Quella notte, Pier Paolo, che moristi
Quella notte, Pier Paolo, che moristi
ero nel ventre caldo di mia madre.
Ventre caldo, ovattato, lunga notte
fatta per nascere a questo dolce lume.
Tu nella notte breve e fredda e scura,
e piena di sangue e di dolore,
tu, feto adulto, vilmente martoriato
nel ventre della nostra antica madre
come un aborto. Tu apostolo abortivo
di un Verbo ch’era nostro e non lo è più.

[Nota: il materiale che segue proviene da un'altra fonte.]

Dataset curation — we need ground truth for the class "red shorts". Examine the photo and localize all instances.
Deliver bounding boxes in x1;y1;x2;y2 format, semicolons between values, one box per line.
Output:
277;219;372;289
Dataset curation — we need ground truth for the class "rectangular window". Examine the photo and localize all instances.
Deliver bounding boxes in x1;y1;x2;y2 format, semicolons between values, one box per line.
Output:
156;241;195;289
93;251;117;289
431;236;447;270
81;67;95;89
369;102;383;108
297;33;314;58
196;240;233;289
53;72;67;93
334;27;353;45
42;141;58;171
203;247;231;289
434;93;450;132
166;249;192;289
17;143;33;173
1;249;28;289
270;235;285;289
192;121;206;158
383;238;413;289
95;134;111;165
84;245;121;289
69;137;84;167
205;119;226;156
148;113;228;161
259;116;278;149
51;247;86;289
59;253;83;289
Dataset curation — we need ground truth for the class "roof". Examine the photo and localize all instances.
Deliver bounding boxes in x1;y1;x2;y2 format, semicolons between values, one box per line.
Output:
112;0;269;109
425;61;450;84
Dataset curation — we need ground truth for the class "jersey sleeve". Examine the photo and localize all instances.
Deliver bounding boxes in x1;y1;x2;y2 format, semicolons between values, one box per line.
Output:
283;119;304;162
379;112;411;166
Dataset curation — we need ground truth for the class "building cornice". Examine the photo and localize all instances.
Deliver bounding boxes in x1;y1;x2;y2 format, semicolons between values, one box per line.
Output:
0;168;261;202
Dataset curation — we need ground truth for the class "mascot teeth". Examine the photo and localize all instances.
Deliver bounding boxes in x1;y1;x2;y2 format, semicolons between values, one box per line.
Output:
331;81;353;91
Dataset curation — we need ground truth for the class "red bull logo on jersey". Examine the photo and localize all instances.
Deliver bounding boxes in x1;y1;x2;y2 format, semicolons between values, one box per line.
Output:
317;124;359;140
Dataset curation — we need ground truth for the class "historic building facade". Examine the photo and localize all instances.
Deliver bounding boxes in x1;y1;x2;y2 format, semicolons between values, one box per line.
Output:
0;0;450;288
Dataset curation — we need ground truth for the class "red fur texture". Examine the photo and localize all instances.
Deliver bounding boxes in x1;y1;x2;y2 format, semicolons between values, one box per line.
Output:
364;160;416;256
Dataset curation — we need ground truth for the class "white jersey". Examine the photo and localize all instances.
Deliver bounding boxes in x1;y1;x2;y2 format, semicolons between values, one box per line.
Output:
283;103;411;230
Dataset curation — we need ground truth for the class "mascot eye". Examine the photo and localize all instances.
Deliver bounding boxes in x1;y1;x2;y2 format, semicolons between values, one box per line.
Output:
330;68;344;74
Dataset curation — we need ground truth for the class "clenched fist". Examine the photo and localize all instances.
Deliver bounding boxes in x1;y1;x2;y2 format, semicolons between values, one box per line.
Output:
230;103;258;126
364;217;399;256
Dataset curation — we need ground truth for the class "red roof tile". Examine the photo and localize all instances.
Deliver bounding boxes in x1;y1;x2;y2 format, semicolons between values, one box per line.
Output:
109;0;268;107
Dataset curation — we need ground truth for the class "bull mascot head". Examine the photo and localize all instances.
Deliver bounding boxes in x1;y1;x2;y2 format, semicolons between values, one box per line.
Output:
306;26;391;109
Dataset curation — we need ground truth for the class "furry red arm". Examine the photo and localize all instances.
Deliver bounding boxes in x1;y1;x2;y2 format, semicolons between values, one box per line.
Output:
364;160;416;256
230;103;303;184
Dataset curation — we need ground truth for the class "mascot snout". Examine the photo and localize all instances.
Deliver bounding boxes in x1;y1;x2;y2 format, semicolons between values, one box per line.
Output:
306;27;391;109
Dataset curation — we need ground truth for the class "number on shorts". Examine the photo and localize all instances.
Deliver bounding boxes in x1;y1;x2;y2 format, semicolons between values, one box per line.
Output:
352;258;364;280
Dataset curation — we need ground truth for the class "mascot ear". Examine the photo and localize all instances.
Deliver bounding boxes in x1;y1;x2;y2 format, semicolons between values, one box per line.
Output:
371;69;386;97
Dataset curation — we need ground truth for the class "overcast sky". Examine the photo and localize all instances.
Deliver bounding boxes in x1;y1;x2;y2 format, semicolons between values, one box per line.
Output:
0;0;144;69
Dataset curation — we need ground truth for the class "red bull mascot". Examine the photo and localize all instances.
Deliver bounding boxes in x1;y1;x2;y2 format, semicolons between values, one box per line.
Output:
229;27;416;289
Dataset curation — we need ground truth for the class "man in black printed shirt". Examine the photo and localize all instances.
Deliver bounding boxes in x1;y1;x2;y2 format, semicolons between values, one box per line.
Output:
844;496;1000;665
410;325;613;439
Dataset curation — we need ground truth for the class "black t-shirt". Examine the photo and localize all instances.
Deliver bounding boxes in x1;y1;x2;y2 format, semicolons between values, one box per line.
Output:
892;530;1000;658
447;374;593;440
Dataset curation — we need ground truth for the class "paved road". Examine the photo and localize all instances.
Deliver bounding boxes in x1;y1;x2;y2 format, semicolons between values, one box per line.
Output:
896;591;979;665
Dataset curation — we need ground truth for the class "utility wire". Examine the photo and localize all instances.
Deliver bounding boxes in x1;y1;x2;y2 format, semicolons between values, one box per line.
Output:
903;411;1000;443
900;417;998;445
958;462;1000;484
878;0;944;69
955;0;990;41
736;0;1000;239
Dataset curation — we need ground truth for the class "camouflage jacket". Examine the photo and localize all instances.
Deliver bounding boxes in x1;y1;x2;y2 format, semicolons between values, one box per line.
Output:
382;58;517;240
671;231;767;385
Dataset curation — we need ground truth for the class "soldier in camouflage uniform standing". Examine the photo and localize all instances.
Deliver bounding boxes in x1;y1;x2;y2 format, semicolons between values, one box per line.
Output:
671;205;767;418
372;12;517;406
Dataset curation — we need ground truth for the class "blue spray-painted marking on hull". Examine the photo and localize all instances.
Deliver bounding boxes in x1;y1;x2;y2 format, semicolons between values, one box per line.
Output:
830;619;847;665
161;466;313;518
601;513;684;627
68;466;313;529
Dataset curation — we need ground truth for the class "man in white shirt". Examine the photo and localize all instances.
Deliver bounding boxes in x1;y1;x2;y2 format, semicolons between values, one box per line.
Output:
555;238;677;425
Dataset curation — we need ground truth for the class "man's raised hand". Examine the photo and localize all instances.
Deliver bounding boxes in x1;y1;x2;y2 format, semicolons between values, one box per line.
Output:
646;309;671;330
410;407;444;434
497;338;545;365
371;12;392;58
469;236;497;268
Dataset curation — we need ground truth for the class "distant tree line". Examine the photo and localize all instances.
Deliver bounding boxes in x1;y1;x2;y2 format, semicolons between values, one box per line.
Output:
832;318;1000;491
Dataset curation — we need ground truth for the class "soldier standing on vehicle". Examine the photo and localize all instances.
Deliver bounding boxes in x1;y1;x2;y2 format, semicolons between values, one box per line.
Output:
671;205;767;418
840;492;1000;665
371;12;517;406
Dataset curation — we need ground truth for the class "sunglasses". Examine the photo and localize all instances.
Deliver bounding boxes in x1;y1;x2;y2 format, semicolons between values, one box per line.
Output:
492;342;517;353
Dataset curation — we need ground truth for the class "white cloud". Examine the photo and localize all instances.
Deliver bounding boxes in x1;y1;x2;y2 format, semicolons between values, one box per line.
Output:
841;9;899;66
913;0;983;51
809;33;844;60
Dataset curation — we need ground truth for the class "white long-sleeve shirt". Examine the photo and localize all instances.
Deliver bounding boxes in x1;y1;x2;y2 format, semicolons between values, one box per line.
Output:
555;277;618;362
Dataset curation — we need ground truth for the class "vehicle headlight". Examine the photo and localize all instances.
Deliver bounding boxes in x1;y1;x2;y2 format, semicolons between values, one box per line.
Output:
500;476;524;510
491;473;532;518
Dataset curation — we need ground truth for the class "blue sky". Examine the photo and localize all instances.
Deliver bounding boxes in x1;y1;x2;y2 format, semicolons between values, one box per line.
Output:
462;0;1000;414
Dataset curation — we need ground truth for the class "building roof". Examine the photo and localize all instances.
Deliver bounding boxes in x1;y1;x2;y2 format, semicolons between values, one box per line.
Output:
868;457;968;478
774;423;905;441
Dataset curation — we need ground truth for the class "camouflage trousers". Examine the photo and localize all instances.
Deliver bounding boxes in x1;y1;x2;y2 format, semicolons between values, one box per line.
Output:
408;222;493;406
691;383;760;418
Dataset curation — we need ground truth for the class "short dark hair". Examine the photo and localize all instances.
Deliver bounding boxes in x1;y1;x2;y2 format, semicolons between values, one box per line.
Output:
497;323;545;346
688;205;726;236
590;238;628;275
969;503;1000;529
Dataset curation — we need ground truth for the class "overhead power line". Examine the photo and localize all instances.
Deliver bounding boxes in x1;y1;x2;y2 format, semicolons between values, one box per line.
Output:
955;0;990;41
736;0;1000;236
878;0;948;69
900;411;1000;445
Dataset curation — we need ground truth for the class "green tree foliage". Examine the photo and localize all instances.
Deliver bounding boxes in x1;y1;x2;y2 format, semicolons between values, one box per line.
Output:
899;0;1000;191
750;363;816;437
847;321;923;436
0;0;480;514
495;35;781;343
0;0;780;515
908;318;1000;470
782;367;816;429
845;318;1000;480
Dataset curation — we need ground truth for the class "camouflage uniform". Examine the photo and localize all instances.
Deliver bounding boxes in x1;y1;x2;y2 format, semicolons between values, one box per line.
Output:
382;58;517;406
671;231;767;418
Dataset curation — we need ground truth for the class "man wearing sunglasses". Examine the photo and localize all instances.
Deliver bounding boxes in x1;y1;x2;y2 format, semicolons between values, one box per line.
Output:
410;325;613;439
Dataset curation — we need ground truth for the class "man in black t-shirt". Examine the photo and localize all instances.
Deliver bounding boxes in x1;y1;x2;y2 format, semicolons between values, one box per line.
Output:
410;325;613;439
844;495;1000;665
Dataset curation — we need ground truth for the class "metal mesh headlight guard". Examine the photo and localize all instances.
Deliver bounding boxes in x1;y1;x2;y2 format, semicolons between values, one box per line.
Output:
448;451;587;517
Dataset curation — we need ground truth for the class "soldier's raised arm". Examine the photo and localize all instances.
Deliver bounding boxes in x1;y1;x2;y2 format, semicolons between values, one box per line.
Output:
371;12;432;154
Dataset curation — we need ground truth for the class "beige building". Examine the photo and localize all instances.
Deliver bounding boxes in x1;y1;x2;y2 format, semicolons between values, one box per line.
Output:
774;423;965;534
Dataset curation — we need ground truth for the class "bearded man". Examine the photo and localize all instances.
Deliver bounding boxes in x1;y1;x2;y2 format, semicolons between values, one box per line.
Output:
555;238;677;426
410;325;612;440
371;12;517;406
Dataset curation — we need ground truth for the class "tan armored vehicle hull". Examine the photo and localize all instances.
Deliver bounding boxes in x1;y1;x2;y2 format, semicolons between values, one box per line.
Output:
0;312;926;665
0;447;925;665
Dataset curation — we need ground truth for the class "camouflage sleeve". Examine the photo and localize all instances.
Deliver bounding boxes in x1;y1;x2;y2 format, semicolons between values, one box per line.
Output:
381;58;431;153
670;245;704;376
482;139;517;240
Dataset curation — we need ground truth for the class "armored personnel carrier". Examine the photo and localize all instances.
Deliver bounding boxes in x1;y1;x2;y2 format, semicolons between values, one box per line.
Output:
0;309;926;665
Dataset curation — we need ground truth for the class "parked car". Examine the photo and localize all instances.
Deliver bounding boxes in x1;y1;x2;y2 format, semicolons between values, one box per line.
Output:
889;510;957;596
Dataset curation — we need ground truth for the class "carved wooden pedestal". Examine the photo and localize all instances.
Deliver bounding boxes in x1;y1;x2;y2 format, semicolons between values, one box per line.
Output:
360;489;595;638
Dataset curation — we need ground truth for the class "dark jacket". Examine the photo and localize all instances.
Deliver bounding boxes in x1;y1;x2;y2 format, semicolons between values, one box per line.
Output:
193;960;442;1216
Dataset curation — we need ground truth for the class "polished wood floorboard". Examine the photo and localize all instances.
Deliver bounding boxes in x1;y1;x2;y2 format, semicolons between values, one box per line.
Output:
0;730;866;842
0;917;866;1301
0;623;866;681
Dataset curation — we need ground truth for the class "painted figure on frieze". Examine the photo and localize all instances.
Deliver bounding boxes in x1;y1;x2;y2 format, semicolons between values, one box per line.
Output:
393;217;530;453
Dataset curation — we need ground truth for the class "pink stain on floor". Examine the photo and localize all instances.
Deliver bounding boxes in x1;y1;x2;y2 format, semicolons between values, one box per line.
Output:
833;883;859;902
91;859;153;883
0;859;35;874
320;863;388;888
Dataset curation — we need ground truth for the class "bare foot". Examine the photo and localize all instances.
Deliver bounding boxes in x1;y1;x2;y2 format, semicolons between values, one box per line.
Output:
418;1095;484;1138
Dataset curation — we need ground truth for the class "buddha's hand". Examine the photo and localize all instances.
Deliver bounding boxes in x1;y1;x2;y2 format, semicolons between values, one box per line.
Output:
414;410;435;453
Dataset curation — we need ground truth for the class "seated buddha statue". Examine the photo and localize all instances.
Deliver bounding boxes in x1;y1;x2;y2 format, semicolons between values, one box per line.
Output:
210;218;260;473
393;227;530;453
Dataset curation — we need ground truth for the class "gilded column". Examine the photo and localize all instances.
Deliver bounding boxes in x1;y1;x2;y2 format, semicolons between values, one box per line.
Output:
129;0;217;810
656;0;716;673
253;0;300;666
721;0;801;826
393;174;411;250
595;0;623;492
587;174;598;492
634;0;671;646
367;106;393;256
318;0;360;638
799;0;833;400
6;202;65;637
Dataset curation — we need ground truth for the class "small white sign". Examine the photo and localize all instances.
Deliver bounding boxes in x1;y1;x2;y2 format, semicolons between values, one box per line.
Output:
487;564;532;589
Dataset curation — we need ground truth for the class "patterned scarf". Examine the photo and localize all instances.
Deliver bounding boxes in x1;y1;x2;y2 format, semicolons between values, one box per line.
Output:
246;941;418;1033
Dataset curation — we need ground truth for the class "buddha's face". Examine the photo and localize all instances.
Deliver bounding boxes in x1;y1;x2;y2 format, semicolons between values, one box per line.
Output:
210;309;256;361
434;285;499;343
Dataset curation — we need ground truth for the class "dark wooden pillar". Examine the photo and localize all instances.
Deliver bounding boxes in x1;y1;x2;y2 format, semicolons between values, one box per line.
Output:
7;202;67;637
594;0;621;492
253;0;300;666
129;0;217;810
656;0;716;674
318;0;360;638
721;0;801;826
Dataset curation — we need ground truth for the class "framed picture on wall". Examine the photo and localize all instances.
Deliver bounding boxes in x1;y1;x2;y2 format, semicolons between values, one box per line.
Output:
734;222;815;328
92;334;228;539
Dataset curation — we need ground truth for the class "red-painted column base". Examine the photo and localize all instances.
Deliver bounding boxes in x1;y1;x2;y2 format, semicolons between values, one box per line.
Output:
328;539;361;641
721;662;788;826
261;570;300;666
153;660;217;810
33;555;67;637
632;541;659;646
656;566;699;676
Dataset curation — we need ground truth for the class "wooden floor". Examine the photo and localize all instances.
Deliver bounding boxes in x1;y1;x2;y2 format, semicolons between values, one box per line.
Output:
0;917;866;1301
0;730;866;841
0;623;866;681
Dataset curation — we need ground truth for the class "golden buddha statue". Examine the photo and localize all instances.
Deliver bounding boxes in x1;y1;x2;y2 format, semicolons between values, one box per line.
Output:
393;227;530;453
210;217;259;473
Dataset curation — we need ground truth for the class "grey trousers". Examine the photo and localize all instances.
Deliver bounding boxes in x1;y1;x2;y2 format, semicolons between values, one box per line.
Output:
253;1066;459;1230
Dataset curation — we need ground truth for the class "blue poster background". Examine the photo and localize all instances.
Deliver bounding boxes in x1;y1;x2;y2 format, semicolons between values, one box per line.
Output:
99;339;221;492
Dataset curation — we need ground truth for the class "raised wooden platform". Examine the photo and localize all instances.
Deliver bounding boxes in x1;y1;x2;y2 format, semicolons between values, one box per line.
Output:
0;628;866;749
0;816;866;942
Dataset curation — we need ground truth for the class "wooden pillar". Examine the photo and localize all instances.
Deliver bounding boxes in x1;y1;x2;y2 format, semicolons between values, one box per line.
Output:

Tutte le volte che sento quell’amore,
quell’amore chiamato tradizione,
quell’amore forza del passato,
io ti rivedo come un vecchio Pietro
coi nervi indeboliti, ma per quella
Parola tornato sui suoi passi,
come un ossesso, fra Appia e Tuscolana,
a cercare ancora i suoi fratelli,
o come un Socrate misero e impotente
che sa pensare e non filosofare
e che andando da Atene al Pireo,
come un amante che insidia l’amato
invitandolo a cena, nel parlare
lo prega di difendere quei campi
che sono fra il paese e la campagna
con le pannocchie abbandonate. E il prato
fra l’ultima casa ed il vallato.
No, i fascisti non han voluto prendere
quel fardello
e tu non hai potuto
difendere i tuoi nervi indeboliti
e stare al gioco che non hai mai voluto.
E così nel sangue e nel dolore
t’accettò il ventre dell’antica madre,
di cui amavi la carne come un figlio,
– ventre caldo, come quello di mia madre,
che mi teneva con sé – che ti teneva
quella notte, Pier Paolo, che moristi.